RH1 is currently being evaluated in patients with advanced solid tumors refractory to other chemotherapy regimens in an open label, Phase 1 dose escalation study chaired by Dr. Malcolm Ranson, Director Derek Crowther Unit, Christie Hospital, Manchester, UK. Up to 40 patients will be enrolled to test the safety, tolerability and pharmacokinetics (PK) of escalating doses of RH1. Patient DTD enzyme levels are being measured to correlate with drug efficacy. Recruitment began in September 2003 and is expected to complete in the second half of 2005.

"We’ve enrolled nearly a third of the desired number of patients for the study and are encouraged by results seen to date from both a safety and efficacy standpoint," said Dr. Ranson.
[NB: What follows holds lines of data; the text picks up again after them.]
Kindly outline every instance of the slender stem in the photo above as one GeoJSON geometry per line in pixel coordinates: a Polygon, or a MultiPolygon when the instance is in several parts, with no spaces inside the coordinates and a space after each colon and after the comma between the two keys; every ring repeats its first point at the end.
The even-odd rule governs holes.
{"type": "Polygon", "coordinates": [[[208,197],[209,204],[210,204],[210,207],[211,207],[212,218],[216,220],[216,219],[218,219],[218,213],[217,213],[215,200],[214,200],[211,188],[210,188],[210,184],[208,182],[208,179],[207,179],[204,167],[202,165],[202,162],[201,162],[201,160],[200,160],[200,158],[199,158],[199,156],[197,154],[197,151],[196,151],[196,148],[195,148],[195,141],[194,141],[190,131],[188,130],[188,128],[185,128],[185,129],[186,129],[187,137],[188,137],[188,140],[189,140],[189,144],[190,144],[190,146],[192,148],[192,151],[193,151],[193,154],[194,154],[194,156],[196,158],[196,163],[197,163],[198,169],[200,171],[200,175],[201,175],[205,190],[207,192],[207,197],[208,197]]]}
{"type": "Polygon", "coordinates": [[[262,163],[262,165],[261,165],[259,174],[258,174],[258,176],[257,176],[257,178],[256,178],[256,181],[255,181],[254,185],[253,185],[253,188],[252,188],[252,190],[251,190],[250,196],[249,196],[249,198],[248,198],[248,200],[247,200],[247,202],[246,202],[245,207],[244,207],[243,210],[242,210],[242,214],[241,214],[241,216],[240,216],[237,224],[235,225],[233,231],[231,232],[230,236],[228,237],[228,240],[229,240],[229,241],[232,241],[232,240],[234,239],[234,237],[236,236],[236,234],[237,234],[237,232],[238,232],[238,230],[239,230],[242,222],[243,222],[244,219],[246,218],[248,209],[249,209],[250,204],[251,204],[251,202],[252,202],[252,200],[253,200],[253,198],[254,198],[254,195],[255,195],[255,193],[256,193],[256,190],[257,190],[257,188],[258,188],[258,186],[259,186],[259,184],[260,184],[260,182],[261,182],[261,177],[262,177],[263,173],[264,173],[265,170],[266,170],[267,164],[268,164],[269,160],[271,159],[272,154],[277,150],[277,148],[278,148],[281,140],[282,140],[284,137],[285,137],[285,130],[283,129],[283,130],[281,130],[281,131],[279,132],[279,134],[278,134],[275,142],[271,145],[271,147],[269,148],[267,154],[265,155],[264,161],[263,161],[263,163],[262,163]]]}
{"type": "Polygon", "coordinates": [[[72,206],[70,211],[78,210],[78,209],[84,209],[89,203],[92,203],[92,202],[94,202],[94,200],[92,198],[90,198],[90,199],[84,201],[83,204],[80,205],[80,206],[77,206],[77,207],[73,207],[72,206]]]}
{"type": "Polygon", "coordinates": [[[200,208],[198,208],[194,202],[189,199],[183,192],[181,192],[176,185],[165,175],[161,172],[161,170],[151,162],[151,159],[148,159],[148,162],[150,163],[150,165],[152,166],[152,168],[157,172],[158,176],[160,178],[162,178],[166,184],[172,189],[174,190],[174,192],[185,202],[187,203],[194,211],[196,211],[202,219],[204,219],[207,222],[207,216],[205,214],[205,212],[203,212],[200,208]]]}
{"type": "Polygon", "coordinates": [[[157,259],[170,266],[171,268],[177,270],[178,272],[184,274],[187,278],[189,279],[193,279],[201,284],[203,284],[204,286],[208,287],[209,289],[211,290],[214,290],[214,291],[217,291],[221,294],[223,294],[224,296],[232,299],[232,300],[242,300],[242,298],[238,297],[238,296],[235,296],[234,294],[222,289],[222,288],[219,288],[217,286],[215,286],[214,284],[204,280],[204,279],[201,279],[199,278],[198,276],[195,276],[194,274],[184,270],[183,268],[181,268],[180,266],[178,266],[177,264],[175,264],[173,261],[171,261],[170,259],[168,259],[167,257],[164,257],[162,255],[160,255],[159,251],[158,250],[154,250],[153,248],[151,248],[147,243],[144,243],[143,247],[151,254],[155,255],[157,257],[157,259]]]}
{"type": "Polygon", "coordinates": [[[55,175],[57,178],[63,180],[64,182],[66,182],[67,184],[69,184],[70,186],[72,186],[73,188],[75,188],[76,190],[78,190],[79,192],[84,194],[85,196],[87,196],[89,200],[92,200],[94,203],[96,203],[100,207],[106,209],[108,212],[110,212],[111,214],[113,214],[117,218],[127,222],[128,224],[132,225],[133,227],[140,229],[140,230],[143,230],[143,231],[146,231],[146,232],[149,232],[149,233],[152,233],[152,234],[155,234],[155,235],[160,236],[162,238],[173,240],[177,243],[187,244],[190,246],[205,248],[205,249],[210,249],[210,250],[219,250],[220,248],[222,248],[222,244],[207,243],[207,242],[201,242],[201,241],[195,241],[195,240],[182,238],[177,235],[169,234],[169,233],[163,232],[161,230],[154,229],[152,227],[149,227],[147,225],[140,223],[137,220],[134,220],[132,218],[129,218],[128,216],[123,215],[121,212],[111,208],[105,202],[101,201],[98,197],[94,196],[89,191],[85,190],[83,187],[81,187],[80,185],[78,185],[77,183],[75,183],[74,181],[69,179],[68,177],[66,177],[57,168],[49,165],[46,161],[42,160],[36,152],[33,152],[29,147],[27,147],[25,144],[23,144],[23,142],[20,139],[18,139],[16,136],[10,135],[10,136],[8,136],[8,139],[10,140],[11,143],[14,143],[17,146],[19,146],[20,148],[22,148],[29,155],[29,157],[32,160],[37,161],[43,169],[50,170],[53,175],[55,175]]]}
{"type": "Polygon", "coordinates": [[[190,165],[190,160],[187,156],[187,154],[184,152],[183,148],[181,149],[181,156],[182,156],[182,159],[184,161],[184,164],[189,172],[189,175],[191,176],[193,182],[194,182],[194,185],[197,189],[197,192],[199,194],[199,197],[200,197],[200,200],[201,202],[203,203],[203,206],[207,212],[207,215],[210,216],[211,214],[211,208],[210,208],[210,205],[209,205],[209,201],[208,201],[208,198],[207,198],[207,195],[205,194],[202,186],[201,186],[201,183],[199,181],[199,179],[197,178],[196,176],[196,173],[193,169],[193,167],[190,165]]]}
Under the terms of the agreement, Allos will make an up-front payment and a series of milestone payments based upon the achievement of specified development, regulatory and commercialization goals. Allos will also make royalty payments based on product sales, if any, resulting from the collaboration. Cancer Research UK will continue to support the ongoing Phase 1 dose escalation study, and Allos will have the right to obtain an exclusive license to the results of the study, for use in subsequent development and regulatory activities, upon payment of a one-time data option fee. Upon completion of the Phase 1 study, Allos will assume responsibility for all further development costs and activities. Financial terms of the transaction were not disclosed. However, Allos does not expect the in- licensing of RH1 to result in a material increase in its quarterly operating expenses for at least the next 18-24 months.

"We’re excited to add this novel compound to our growing oncology portfolio," said Michael E. Hart, President and Chief Executive Officer of Allos. "RH1 complements our current development programs and will allow us to capitalize on our in-house clinical, regulatory and manufacturing expertise."